Working with large volumes of data in Igor

From thomas.braun at virtuell-zuhause.de Thu May 23 02:51:23 2019
From: thomas.braun at virtuell-zuhause.de (Thomas Braun)
Date: Thu, 23 May 2019 11:51:23 +0200

Subject: Working with large volumes of data in Igor
In-Reply-To: <CAGjoBTUaSjy7z6OaAv4AXXt=+Jaj9bQ_uff63GMFN84nG0dm8w@mail.gmail.com>
References: <CAGjoBTUaSjy7z6OaAv4AXXt=+Jaj9bQ_uff63GMFN84nG0dm8w@mail.gmail.com>
Message-ID: <33f5b1fe-fbac-bd9f-4be7-2d72b4e78e4a@virtuell-zuhause.de>

Am 22.05.2019 um 00:22 schrieb Albert Aumentado:

Hi Albert,

> This is a somewhat broad question but I wonder if anyone in the Igor
> community has been routinely working with large volumes of data in Igor. I
> am mostly concerned with speeding up processes in situations involving
> large numbers of waves or traces.
>
> The type of scenario I am speaking about is working with 50000 waves or
> having 10000 traces in a graph. My previous experience was working with
> maybe 100x less objects. As I scaled-up the amount of data to analyze, I
> realized a lot of my routines and the visualization tools were starting to
> lag. I have gone through some O-notation analysis as well as the function
> profiler but reach the end of my current programming knowledge.

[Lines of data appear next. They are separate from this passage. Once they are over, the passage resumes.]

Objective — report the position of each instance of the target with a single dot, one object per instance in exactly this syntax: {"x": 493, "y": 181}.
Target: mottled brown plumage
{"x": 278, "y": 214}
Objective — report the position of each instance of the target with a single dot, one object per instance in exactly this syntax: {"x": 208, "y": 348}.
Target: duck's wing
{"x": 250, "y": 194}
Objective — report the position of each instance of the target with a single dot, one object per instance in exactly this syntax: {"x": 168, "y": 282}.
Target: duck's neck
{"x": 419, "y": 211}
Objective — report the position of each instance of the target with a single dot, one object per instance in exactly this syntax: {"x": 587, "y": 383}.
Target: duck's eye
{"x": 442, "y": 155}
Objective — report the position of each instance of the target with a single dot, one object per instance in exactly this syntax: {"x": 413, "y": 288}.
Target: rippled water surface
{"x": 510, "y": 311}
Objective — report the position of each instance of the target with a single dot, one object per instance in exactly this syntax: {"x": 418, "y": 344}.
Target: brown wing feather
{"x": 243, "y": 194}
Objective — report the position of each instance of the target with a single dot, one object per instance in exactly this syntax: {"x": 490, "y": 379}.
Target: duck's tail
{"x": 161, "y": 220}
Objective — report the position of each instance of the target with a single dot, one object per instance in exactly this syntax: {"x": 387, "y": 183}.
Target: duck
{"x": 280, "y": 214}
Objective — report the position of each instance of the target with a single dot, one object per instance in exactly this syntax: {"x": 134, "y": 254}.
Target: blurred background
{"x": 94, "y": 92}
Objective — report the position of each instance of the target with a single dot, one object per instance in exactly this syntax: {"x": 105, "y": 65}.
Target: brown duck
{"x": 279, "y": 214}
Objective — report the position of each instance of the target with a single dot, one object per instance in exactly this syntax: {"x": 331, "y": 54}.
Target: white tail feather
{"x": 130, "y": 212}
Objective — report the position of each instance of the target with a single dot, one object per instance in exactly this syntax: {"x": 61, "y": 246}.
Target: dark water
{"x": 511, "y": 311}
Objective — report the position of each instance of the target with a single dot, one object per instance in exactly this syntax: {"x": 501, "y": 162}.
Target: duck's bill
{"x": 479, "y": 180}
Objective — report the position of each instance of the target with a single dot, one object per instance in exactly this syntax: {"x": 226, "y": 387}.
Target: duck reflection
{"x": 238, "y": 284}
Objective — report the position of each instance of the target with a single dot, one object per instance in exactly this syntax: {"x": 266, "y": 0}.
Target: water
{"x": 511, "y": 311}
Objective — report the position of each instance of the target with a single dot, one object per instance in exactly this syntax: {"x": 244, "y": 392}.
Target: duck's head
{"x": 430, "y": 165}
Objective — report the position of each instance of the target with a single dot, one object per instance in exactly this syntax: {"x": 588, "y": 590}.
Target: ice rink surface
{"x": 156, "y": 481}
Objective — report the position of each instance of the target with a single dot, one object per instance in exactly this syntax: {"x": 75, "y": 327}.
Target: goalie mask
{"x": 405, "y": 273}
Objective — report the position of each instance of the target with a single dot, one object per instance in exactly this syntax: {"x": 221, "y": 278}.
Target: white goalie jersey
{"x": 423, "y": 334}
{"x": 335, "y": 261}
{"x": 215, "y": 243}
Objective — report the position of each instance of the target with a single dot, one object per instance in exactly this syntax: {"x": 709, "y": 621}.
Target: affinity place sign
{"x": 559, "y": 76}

we are working with lots of traces (~5k) in IP8 on windows.

Getting this performant is tricky, a couple of things to consider
(thanks to WM support for insight as well):
- Don't access a single trace when building up the graph. This is
currently quite expensive to do. Just use AppendToGraph
- Make the trace names maximally different. I'm using a counter to name
them like "T1...", "T2..." this speeds up accessing them (if you have to)
- Only plot a subset of the data "Display wave[0,inf:16]" would only
plot every 16th point. Depending on your data this might give you a
false impression of the data though.
- Check if you really need to use double as data type for the waves
shown. Maybe float is enough as well.
- If you are comfortable with just lines style in the graph and no
opacity, look into the live mode flag of Display

We currently don't have to deal with a huge number of waves, but some
general things to consider:
- The problems with accessing waves from datafolders with lots of waves
are gone since IP7. At [1] I've posted a code snippet and a graph which
shows the access times of 10k waves having 100k waves in one datafolder.
These are usually around 7e-6s.
- Same double vs float advice from above.
- Does your analysis code has more than linear complexity with respect
to the number of waves?
- Use separate threads for crunching the data. We are using a wrapper
[2] around the igor threading tools which does allow you to skip the low
level fiddling. I can share the code if you are interested.
- Use free waves for analysis code if possible. Although adding a global
wave is quite cheap nowadays it still has some cost.
- Depending on the expression either Multithread statements or matrixOP
is faster. This also depends on the number of cores your CPU has.
- Regarding speeding up calculations the index waves introduced in IP8
can help to avoid even more explicit for loops. See DisplayHelpTopic
"Indexing with an index wave".
- For function profiling you can also use BeginFunctionProfiling() and
EndFunctionProfiling() so you don't have to use the panel.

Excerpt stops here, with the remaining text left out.